Le « bateau des philosophes » en 1922, opération au cours de laquelle plusieurs centaines d’intellectuels russes comme le philosophe Nicolas Berdiaev ou l’écrivain Léon Chestov furent expulsés d’URSS, est un bon exemple de cette période de répression. Selon un commentaire de Trotsky, il n’y avait pas de prétexte pour fusiller ces personnes, mais il n’était plus possible de les supporter. L’émigration russe se dirigea vers l’Europe et particulièrement dans des capitales comme Belgrade, Prague, Berlin et surtout Paris, qui devint à partir de 1923 le centre incontesté de la diaspora russe.

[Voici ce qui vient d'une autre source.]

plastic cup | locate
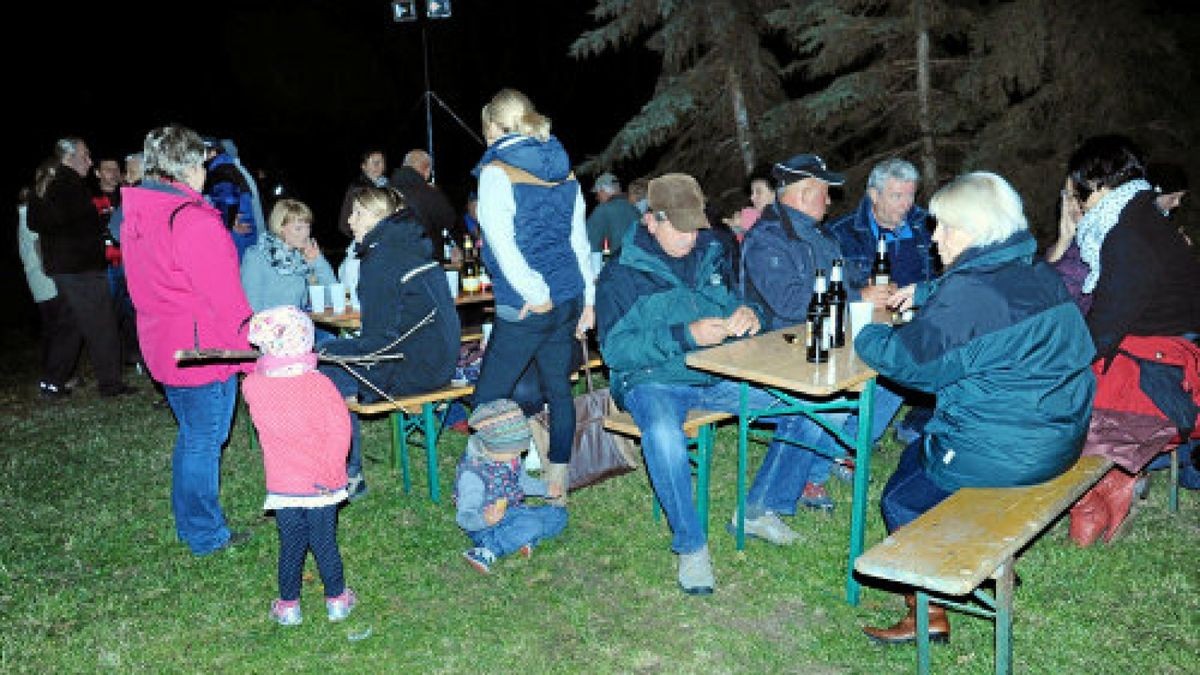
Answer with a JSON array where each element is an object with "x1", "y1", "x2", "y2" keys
[
  {"x1": 308, "y1": 286, "x2": 325, "y2": 312},
  {"x1": 329, "y1": 283, "x2": 346, "y2": 313},
  {"x1": 850, "y1": 300, "x2": 875, "y2": 340}
]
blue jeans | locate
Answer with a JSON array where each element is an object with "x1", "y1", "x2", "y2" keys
[
  {"x1": 467, "y1": 504, "x2": 566, "y2": 557},
  {"x1": 625, "y1": 381, "x2": 824, "y2": 554},
  {"x1": 880, "y1": 436, "x2": 954, "y2": 533},
  {"x1": 474, "y1": 298, "x2": 583, "y2": 464},
  {"x1": 163, "y1": 376, "x2": 238, "y2": 555}
]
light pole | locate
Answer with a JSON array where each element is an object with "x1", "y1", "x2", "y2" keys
[{"x1": 391, "y1": 0, "x2": 475, "y2": 183}]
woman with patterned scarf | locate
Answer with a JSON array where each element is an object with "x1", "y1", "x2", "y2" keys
[
  {"x1": 241, "y1": 199, "x2": 337, "y2": 312},
  {"x1": 1064, "y1": 136, "x2": 1200, "y2": 545}
]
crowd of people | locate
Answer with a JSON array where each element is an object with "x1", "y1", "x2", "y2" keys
[{"x1": 19, "y1": 94, "x2": 1200, "y2": 643}]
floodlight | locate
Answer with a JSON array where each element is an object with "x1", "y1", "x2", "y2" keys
[{"x1": 391, "y1": 0, "x2": 416, "y2": 23}]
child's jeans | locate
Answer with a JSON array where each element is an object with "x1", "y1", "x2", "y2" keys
[
  {"x1": 467, "y1": 504, "x2": 566, "y2": 557},
  {"x1": 275, "y1": 504, "x2": 346, "y2": 601}
]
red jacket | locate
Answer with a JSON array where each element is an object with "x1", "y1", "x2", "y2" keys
[{"x1": 1084, "y1": 335, "x2": 1200, "y2": 473}]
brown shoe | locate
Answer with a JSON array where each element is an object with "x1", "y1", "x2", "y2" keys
[{"x1": 863, "y1": 593, "x2": 950, "y2": 645}]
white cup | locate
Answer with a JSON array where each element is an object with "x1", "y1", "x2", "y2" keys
[
  {"x1": 329, "y1": 283, "x2": 346, "y2": 313},
  {"x1": 850, "y1": 300, "x2": 875, "y2": 340},
  {"x1": 308, "y1": 286, "x2": 325, "y2": 312}
]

Paris dans l’entre-deux-guerres. La Place Péreire et l’Avenue de Villiers. Neurdein/Wikimedia

Cette arrivée dans un pays étranger était à l’origine de multiples questions : que faire à Paris ? Où s’installer, où travailler et avec qui ? Comment reprendre une activité scientifique dans ce nouvel environnement et avec un statut précaire de réfugié ?

La thèse à laquelle je travaille depuis 2014 sous la direction de Laurent Mazliak (UPMC) étudie ces diverses questions à propos des mathématiciens russes présents en France à cette période. Parmi eux, je m’intéresse en particulier à quelques individus dont les trajectoires personnelles sont assez représentatives de la variété de formes qu’a pu prendre cette émigration.

Serguei Evguienevitch Savitch, Erwand Grigorevitch Kogbetliantz et Dmitri Pavlovitch Riabouchinsky étaient des mathématiciens dont la carrière avait déjà commencé en 1917. Ils décidèrent très rapidement de quitter la Russie bolchevique. Vassili Grigorevitch Demtchenko n’avait lui qu’une vingtaine d’années quand il arriva en France en 1919 et il fit donc toute sa carrière scientifique dans l’émigration. Enfin, Vladimir Alexandrovitch Kostitzin représente un type différent d’émigré. Il resta en effet en URSS pendant les années 1920 et n’émigra en France qu’en 1928. Il fut donc témoin à la fois de la situation sous le régime soviétique, notamment pendant la courte période de relative détente de la NEP (Nouvelle politique économique) et des difficultés propres à l’émigration. Il constitue ainsi un exemple remarquable des changements et des conséquences impliqués par la décision d’émigrer.

Ilia Zdanevitch, Ledentu le phare, extrait (1923). Warburg/Wikimedia, CC BY-SA

La découverte d’archives nouvelles me permet de suivre son parcours erratique sur la scène scientifique française et de mettre en évidence les relations originales qu’il a su créer avec les mathématiciens français. En outre, la société russe en exil vit naître une quantité importante d’associations et de sociétés savantes. L’une d’elles, le groupe académique russe à Paris, créé en 1920, constitua un lieu de prédilection pour les universitaires qui poursuivirent leurs travaux sous l’égide de cette institution. Là encore, des archives inédites permettent d’étudier ses actions et ses liens avec les institutions françaises.

Par leur trajectoire et leur situation personnelle, leur date d’exil et leurs liens éventuels avec différentes associations de l’émigration russe comme celle évoquée, ces quelques individus fournissent une assez bonne illustration des différentes façons pour un mathématicien russe d’émigrer en France dans l’entre-deux-guerres.